I need some guidance and education for an LED project I’m working on. I’m definitely not an electrical engineer but I love to learn about things. I’ve been doing a huge amount of reading trying to learn everything I can and my head is about to explode from too much information! So, it’s time to get some advice on whether I’m pointed in the right direction.


Project: make some underwater LED lights for my boat. The plan is to have probably two fixtures, one on each side of the transom (rear) of the boat. Underwater LED’s are available but they can get very spendy. Since I’m naturally a diy’er and I have CNC equipment I can make the housings myself. The fixtures will be under water so heat dissipation should be no problem with aluminum housings.

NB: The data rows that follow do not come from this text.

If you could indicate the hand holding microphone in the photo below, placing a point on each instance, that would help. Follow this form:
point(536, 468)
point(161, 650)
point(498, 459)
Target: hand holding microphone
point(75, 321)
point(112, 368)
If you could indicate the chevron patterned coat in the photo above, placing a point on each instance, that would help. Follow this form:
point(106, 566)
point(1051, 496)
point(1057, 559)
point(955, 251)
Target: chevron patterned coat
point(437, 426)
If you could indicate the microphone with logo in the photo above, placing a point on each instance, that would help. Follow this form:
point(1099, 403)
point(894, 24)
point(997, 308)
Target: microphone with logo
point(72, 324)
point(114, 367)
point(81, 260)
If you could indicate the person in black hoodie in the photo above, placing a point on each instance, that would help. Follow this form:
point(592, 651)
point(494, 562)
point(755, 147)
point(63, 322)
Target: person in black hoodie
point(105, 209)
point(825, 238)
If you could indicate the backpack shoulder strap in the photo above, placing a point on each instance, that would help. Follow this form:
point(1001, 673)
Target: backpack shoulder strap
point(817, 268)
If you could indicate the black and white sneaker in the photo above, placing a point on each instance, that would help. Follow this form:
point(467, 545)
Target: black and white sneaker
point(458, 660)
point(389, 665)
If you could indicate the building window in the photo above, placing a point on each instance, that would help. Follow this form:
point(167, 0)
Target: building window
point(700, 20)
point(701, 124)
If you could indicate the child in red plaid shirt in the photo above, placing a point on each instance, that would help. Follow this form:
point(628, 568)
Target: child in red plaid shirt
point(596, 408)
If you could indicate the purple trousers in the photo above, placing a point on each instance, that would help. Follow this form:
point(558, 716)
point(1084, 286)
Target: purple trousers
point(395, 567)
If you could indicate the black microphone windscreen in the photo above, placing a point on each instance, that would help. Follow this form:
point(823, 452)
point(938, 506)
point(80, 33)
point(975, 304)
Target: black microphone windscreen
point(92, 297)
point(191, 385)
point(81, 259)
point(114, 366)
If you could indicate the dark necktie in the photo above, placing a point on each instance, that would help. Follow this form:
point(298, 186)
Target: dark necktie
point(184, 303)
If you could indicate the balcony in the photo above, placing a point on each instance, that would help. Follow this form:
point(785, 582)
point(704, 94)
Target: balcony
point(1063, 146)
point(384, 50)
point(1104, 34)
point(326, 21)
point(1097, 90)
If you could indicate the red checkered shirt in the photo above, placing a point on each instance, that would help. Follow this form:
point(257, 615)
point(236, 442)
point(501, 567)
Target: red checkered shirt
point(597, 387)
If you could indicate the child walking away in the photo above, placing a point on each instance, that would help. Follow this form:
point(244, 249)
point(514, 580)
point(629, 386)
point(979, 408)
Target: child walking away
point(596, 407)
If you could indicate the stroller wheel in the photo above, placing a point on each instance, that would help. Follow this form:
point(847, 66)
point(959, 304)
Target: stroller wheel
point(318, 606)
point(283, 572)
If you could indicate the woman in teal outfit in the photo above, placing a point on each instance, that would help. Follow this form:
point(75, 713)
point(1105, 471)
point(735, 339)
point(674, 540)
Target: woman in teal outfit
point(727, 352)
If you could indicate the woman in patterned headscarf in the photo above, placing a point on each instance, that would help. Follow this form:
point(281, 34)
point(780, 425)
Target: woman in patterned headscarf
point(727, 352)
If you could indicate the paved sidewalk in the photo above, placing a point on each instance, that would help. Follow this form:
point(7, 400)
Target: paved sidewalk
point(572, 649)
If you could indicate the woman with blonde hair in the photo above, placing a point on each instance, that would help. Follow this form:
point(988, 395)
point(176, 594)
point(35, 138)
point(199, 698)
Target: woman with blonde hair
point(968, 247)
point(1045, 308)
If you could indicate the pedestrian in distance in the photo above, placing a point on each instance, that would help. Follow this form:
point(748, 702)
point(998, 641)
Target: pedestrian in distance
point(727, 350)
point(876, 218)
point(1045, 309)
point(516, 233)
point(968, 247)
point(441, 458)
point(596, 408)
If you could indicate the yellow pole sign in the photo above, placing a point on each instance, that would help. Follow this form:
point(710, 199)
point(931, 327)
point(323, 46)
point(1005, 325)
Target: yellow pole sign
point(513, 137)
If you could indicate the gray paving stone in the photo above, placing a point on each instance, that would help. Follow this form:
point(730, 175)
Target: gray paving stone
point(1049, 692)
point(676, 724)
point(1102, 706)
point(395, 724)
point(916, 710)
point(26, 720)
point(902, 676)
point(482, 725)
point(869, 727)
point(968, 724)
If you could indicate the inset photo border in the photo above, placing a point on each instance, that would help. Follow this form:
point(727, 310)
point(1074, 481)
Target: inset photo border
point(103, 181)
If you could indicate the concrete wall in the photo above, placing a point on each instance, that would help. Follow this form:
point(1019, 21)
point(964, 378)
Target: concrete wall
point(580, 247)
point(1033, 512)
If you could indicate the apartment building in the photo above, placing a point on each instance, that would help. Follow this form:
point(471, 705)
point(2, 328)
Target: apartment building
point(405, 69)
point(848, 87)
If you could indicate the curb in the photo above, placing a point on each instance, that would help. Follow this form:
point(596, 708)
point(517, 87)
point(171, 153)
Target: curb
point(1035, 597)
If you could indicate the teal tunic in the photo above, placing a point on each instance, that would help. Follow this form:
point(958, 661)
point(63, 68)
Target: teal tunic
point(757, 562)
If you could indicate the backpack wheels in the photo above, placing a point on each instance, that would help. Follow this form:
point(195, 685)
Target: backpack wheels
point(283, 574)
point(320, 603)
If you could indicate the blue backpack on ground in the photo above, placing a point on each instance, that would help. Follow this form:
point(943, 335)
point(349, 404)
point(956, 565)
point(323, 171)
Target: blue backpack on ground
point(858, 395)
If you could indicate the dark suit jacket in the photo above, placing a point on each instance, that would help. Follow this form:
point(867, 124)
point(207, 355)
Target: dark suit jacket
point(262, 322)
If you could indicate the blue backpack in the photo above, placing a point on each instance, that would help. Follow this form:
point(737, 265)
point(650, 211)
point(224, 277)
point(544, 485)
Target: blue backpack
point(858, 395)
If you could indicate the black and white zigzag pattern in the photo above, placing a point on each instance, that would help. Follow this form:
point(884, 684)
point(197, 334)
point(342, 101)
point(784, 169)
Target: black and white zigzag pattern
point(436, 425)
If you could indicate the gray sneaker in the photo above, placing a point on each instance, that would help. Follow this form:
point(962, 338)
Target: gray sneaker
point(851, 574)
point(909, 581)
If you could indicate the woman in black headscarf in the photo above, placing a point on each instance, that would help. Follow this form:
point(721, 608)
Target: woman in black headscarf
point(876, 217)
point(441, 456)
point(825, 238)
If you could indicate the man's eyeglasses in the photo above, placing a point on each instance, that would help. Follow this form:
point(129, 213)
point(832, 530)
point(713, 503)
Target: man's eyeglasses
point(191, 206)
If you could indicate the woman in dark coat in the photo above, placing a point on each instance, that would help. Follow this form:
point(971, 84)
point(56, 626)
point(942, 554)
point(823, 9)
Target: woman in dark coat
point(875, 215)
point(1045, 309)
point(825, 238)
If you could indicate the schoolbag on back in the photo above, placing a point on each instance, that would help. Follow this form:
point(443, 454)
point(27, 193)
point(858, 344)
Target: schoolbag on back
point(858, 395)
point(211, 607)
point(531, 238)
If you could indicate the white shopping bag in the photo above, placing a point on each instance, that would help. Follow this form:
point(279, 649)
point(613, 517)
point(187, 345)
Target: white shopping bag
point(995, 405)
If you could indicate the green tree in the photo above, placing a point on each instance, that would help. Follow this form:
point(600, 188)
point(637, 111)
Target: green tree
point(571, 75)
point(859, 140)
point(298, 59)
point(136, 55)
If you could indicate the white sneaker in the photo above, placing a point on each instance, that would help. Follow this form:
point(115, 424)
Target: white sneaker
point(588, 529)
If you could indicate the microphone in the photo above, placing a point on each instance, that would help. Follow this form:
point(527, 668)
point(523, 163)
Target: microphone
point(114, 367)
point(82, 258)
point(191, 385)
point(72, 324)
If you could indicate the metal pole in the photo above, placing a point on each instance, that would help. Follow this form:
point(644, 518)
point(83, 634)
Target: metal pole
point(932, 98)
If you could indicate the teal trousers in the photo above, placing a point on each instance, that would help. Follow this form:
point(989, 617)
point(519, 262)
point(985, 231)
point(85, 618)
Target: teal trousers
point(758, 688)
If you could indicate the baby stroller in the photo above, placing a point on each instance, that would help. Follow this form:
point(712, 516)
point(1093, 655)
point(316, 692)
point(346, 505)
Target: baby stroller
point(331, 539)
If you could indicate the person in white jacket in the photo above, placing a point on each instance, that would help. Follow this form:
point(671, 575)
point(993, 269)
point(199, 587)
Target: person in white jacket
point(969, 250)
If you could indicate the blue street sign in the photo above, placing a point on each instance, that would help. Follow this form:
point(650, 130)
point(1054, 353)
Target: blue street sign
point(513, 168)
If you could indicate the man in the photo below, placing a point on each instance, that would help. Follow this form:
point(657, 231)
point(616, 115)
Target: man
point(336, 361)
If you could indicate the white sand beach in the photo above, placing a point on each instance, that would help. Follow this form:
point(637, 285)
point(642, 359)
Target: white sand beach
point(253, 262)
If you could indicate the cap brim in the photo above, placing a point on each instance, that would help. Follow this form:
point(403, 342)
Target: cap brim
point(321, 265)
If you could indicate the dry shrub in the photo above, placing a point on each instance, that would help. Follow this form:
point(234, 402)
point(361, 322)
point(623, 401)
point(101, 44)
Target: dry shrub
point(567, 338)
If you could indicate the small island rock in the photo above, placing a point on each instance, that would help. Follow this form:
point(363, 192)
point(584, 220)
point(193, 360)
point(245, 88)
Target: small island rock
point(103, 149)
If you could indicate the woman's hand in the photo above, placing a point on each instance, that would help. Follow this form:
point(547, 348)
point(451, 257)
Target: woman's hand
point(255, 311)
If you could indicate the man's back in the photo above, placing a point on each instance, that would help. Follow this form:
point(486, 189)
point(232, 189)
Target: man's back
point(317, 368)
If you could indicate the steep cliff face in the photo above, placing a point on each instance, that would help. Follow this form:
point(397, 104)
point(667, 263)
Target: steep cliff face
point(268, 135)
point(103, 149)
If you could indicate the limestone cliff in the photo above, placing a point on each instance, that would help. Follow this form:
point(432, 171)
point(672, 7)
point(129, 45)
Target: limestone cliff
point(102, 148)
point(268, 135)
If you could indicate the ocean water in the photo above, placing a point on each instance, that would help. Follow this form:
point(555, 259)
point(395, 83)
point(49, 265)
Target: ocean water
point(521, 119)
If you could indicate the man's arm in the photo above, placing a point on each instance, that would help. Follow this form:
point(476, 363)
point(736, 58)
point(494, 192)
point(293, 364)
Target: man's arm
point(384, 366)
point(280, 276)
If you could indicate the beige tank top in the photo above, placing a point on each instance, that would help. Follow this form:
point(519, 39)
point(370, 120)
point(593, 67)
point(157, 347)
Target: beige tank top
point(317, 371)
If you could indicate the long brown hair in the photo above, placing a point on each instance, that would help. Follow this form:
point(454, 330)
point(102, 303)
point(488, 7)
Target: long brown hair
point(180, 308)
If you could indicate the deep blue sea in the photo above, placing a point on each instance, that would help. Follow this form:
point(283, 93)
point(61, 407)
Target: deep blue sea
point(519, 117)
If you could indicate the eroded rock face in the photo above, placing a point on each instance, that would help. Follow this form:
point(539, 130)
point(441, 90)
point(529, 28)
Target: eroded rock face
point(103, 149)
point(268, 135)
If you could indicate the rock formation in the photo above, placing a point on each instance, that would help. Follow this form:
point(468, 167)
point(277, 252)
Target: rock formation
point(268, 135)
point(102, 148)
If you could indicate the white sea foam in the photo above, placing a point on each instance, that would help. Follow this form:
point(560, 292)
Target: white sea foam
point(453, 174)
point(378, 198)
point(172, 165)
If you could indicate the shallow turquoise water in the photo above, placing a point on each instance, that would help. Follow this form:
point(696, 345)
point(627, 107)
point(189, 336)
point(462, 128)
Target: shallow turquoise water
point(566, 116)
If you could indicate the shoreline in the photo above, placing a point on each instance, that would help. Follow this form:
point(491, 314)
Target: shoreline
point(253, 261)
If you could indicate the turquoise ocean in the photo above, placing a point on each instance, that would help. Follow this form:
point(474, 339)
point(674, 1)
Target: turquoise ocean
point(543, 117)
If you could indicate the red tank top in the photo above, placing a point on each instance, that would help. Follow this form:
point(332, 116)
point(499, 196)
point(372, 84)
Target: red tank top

Output: I would like to have each of the fixtures produce at least 2,000 lumins preferably. There are ones available to buy at this level (>5,000 lms) so I know it can be done. I really want the highest lumins, brightest lights, I can make while still being reasonable in cost and current draw. The color needs to be green. I would really like dimming capability but if it adds too much complexity maybe some simple levels of power/brightness.


Considerations: I would really like the current draw for each fixture be no more than 3 amps, so if I had two fixtures the total draw of the lights would be 6 amps. From my reading it looks like I can drive them with my standard 12v system which wouldn’t work well because the amp draw would be too much. I could use a DC/DC step up system to up my voltage and reduce the current. Or I could possible use the 110 VAC system on the boat to really lower the current draw. The only drawback to an AC setup is I could only run the lights when at the dock or when the generator is running.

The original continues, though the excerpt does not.